Main | Tuesday, October 28, 2014

MAINE: Gov Race Polling Wildly Conflicts

Three new polls on Maine's gubernatorial race show wildly conflicting results.
A new poll has found Maine Gov. Paul LePage (R) with a wide lead over the rest of the field. The new Maine Sunday Telegram/Portland Press Herald poll found LePage leading Rep. Mike Michaud, the Democratic gubernatorial nominee in the race, 45 to 35 percent among likely voters. Independent candidate Eliot Cutler, meanwhile, got 16 percent with 4 percent undecided. The poll was conducted by the University of New Hampshire Survey Center among 639 likely voters between Oct. 15 to 21. It had a margin of error of plus or minus 3.8 percentage points.

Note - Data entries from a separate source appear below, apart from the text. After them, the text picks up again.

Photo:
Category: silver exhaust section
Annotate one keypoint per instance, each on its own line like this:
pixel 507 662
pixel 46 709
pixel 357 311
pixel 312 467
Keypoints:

Then there's this new poll:
The latest poll of the Maine governor’s race by Portland-based firm Pan Atlantic SMS shows Republican Gov. Paul LePage and Democrat Mike Michaud tied at 40 percent, with independent Eliot Cutler at 13 percent. Pan Atlantic polled 400 voters between Oct. 15-21. The survey’s margin of error was 4.9 percent. The poll is similar to many others that have been released over the last several weeks, except this one seems to show a shift of support away from Cutler and toward Michaud. Pan Atlantic conducted a poll between Sept. 23-29 – prior to the start of the debates – that showed LePage at 39 percent, Michaud at 34 percent and Cutler at 20 percent. That means that, in less than a month, Michaud has gained 6 percentage points, Cutler has lost 7 and LePage has virtually stayed the same.
And this new poll:
Public Policy Polling’s newest Maine survey finds that after three televised debates, the race for governor is still a very tight contest between incumbent Paul LePage and Democrat Mike Michaud. LePage and Michaud each have 40%, with Eliot Cutler trailing at 17%. Trailing by 23 points with only 11 days to go until the election, there is virtually no way Cutler can overtake LePage and Michaud. But by splitting the anti-LePage vote, the support Cutler is pulling from Michaud could be just enough to reelect LePage in this razor-thin contest.
The final line above will be the story. If elected, Michaud would become the first out-at-election-time governor in history.